In a world where you perceive the absence of this goodness removes the only evidence provided. The logical consequence is not that god exists and is malevolent, the logical consequence is that the goodness is not there because God does not exist.
The 'miracles' can easily exist alongside his badness. I'm not sure why everyone makes it out to be either/or. There is no universal law that says being both can't logically be true. I mean, there's an easy way to prove this. If I said humans exist and humans are good, you could point out Hitler, and all it does is prove humans are good and bad, and doesn't test whether they exist. And in fact it doesn't even prove that they aren't good, just that they are also bad.
So if someone says "god exists and he is good" and all you end up doing is disputing the second statement... you didn't even touch the first.
When people say that "god isn't good, therefore he doesn't exist," they are very likely referring specifically to the Abrahamic God, and this is likely the only God they can conceive of as possibly existing.

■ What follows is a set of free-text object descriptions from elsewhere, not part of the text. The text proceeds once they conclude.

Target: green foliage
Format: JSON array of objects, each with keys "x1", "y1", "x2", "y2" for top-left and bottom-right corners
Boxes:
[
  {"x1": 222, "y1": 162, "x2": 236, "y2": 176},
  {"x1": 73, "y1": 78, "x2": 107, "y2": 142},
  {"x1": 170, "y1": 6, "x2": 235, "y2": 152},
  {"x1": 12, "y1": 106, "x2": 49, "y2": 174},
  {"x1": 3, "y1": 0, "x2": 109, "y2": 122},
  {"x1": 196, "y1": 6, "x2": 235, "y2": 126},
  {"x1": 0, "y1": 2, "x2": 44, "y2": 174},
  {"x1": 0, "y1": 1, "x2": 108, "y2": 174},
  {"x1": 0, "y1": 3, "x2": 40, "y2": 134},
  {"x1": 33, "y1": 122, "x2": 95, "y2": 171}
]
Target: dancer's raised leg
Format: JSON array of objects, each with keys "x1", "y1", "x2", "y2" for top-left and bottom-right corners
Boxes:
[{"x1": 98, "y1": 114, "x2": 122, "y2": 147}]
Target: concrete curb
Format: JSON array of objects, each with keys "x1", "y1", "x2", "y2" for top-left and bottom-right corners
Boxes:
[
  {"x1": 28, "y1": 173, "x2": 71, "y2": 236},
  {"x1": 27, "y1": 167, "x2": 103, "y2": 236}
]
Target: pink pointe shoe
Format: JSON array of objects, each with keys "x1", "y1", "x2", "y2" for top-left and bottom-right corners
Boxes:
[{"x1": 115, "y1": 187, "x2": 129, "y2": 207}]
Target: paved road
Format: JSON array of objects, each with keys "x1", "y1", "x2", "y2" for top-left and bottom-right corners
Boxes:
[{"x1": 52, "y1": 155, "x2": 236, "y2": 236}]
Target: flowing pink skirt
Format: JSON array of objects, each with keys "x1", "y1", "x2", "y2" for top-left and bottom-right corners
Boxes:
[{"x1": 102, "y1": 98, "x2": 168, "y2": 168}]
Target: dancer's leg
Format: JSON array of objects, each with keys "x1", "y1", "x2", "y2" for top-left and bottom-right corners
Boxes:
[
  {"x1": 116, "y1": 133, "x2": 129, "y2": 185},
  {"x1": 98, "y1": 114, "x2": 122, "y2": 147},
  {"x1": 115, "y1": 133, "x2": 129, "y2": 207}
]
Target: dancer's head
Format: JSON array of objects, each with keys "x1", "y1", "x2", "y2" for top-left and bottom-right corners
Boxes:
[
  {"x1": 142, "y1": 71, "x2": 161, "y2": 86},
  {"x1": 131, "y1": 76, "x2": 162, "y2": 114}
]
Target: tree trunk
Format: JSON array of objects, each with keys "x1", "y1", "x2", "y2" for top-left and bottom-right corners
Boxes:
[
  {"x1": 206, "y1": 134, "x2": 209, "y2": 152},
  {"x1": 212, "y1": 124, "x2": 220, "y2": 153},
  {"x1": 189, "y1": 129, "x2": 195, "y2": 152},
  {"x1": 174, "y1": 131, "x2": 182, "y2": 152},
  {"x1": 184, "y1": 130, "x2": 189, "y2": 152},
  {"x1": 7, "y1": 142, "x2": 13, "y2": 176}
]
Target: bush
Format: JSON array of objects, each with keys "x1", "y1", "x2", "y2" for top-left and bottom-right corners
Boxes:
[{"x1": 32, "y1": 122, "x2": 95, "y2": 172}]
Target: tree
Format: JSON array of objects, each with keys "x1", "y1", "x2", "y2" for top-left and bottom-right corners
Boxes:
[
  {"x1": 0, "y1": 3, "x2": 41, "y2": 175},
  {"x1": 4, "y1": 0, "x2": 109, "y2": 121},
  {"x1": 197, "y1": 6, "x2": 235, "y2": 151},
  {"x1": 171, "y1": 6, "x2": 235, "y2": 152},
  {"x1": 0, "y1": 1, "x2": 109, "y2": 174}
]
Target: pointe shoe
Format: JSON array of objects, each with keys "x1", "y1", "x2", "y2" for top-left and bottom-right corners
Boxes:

Of course you're correct that, in the abstract, the set of potential divine deities is infinite. But most people in the Western world turning away from religion are turning away from some flavor of the Abrahamic religious complex.
It's interesting you bring up the Abrahamic God, because the old testament specifically describes Him as, among other things,
- Jealous
- "Full of wrath"
- Vengeful
- Willing to harden hearts (make people resistant to obedience)
- demanding and severe
- prone to tempting or testing people
These are not my pejorative statements, but the literal language used, at least in the English translations. It seems the idea that the Abrahamic God is just trying to make everyone's life better all the time is a more modern western invention. I don't think it was common even 150 years ago.
There are a lot of problems with trying to tease a coherent overarching narrative, much less a coherent morality, out of a canon that has nothing of the sort. There are part of the Old Testament that were likely written before the Israelites were even monotheist. The Gnostics found the contradiction so irreconcilable they decided the God of the Old Testament was really an evil god who created our fundamentally flawed material universe as a prison.
There is no "God" of the Bible per se because the "Bible" itself is a, dare I say it, social construct and "God" is a mirror that people hold up to reflect their understanding of nature and morality, and that that context is always subjective and transitory. To me that conversation that humanity has with itself over time as it tries to reconcile a chaotic and arbitrary universe is far more interesting than anything one learns in Sunday School.
That depends on how once conceives god. For instance, Anselm defined god as a being than which no greater can be conceived. If one accepts that definition, it is in fact a sequitur.